My interpretation of your needs is that you want to be able to parse the partial file and build up the structure of the document as you go. I've taken some assumptions from the file you uploaded:
Fundamentally you want to be parsing collections of things which have similar properties - I'm inferring this from the way you presented your desired output as a table with rows containing the values.
You expect these collections of things to have the same number of values.
You need to be able to parse partial files.
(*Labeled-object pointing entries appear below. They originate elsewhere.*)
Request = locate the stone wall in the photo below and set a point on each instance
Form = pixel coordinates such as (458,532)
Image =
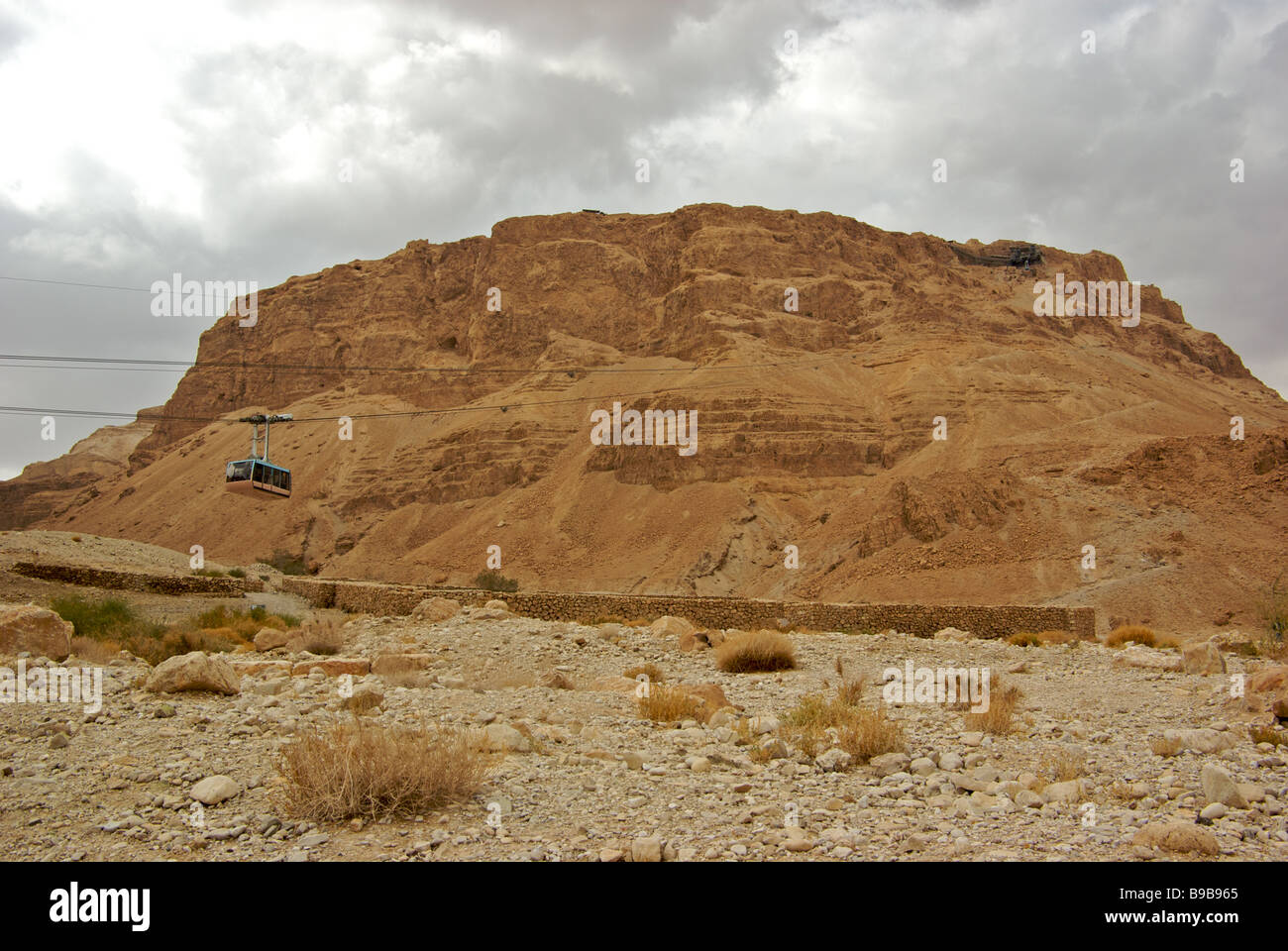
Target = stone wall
(362,596)
(140,581)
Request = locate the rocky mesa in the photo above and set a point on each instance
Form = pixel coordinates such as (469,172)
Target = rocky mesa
(815,427)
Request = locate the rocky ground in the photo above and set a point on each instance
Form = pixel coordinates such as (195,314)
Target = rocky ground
(588,779)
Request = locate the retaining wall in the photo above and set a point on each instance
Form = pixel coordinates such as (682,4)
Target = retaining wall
(365,596)
(140,581)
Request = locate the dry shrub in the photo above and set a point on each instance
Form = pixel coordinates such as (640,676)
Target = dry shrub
(864,732)
(1162,746)
(651,671)
(366,771)
(1063,763)
(94,651)
(1265,733)
(1137,633)
(671,705)
(1004,699)
(756,652)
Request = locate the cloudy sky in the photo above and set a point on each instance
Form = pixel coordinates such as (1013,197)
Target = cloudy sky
(254,140)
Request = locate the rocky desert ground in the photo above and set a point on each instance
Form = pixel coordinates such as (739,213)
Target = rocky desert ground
(1112,753)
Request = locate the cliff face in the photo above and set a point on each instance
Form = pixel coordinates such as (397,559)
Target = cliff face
(814,427)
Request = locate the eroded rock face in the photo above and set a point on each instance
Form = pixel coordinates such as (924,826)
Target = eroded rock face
(193,672)
(888,326)
(37,630)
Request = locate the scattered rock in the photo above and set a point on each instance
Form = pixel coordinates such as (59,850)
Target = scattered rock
(1219,788)
(193,672)
(433,609)
(1203,659)
(37,630)
(1177,836)
(215,789)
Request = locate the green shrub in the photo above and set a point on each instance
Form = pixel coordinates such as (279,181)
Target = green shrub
(494,581)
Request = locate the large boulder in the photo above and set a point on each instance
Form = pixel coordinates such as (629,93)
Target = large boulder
(1199,740)
(433,609)
(35,629)
(193,672)
(1219,787)
(1203,659)
(671,626)
(1177,836)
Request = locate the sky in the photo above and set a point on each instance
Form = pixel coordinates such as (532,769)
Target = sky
(254,141)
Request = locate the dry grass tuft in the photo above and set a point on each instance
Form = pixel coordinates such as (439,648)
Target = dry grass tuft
(94,651)
(357,770)
(851,687)
(651,671)
(818,722)
(1004,699)
(1262,733)
(756,652)
(1137,633)
(671,705)
(1063,763)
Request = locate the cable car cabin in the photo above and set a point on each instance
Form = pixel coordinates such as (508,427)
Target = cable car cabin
(250,476)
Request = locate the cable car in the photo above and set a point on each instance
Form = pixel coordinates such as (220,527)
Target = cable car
(258,475)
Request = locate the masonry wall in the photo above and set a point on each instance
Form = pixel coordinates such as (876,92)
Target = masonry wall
(140,581)
(361,596)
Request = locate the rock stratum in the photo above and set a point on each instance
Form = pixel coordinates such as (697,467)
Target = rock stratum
(814,427)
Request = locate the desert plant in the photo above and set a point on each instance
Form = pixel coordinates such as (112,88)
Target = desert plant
(359,770)
(95,619)
(1061,763)
(756,651)
(1273,608)
(1263,733)
(494,581)
(818,722)
(94,651)
(1125,633)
You don't worry about the properties of elements, just their contents.
I'm using xml.sax
as this deals with arbitrarily large files and doesn't need to read the whole file into memory. Note that the strategy I'm following now doesn't actually scale that well as I'm storing all the elements in memory to build the dataframe, but you could just as well output the paths and contents.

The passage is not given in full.